The fact that David was asked to apply for the teaching job was, I suspect, the thing he found hardest to ignore. There is nothing more seductive than being desired and appreciated, especially by those whose opinions we respect and whose approval we crave. The drug of flattery can lead us to say yes to something that we have neither the time nor the resources to do.

I see academics fall into that trap all the time. My friend Nancy has a book project that she keeps putting off for seemingly good reasons: She's been asked to do three manuscript reviews for university presses, four book reviews for journals, two conference papers (not even in her field), and oh, yes, an 8,000-word essay that was due a year ago.

What I routinely say to her is: Stop. Step away from the extra assignments. Do your own work.

Nancy feels a professional responsibility, she says. She knows that she will do a good job and thinks she owes it to her discipline. The extra assignments are all on things she's interested in. They may, ultimately, help with her own work. Plus, she says, she was asked.

Another friend told me that she thought "shared governance" meant she had to step up to fill what she perceived as a leadership void at her university. That's a good thing. We want smart and capable people to feel that way. But I felt compelled, as a friend, to remind her of all the other stuff that was going on in her life. There would be a time for her to do this; now, for a litany of reasons that took me about 20 minutes to recite, was not that time. But, she replied, she was asked.

The truth is, when I was an editor and needed academics to do things for me, like read manuscripts and give blurbs, I exploited the hell out of that sentiment.
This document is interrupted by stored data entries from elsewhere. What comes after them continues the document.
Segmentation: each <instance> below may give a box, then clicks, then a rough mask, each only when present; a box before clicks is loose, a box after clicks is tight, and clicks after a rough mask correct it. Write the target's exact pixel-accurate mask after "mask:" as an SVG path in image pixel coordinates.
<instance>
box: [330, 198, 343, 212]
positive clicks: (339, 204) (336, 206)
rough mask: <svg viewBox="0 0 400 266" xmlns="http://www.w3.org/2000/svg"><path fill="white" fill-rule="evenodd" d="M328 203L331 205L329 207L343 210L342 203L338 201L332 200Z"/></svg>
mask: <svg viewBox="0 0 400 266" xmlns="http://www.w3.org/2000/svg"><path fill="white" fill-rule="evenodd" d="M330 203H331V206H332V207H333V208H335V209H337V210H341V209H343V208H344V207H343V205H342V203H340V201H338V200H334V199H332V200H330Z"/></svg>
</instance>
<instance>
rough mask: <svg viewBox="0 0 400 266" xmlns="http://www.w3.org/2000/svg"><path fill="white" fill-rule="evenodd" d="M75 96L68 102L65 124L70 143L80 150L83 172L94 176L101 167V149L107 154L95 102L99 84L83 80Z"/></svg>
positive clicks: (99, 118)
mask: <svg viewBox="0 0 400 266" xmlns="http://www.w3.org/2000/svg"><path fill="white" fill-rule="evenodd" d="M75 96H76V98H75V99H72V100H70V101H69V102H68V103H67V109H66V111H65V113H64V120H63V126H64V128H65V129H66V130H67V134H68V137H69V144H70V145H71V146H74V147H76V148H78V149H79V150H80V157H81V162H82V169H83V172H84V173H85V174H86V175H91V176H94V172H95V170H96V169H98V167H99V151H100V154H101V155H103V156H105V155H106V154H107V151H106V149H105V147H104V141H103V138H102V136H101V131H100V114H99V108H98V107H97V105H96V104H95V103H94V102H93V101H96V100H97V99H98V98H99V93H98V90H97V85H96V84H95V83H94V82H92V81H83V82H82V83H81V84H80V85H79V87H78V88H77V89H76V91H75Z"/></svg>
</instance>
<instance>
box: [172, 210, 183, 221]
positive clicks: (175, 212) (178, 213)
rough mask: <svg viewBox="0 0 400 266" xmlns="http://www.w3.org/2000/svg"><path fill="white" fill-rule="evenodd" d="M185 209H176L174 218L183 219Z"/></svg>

Frequently professors would say they had too much to do. But if I waited a few minutes, they would usually capitulate. That meant I often had to wait an additional few months for a reader's report, but at least it was off my desk. We all know the pleasures of getting stuff off our desks.

One graybearded friend understands the phenomenon and claims he has a sign that reads "No" on his phone. He says yes only to things that fascinate him, or that, frankly, will pay him money for easy work. Other graybeards continue to be productive well into their emeritus status. One senior scholar I know did research in Madagascar this summer, years after retiring. Because of his standing in the field, he still gets asked to do a lot of stuff; part of his continued productivity, I suspect, comes from being good at saying no.

Certainly it's harder for graduate students and junior faculty members to turn down opportunities to plump up their vitae. To be untenured is to wonder, every day, how much is enough. Getting a yes from us is easier, though maybe not always the best thing.

In my years overseeing the publishing process, I witnessed the many ways big projects can get off track. I've seen books that were supposed to take two years take 10. What concerns me, as a friend and colleague, is the toll that delays take on the author. No one wants a manuscript to become an albatross. As projects drag on, it becomes easier to not do the work and allow yourself to be distracted by more discrete and finishable tasks.

But as I look at the busy, productive people around me, I see that resistance to the flattery of being asked has served them well.

I hope I get there at some point.

Rachel Toor is an assistant professor of creative writing at Eastern Washington University.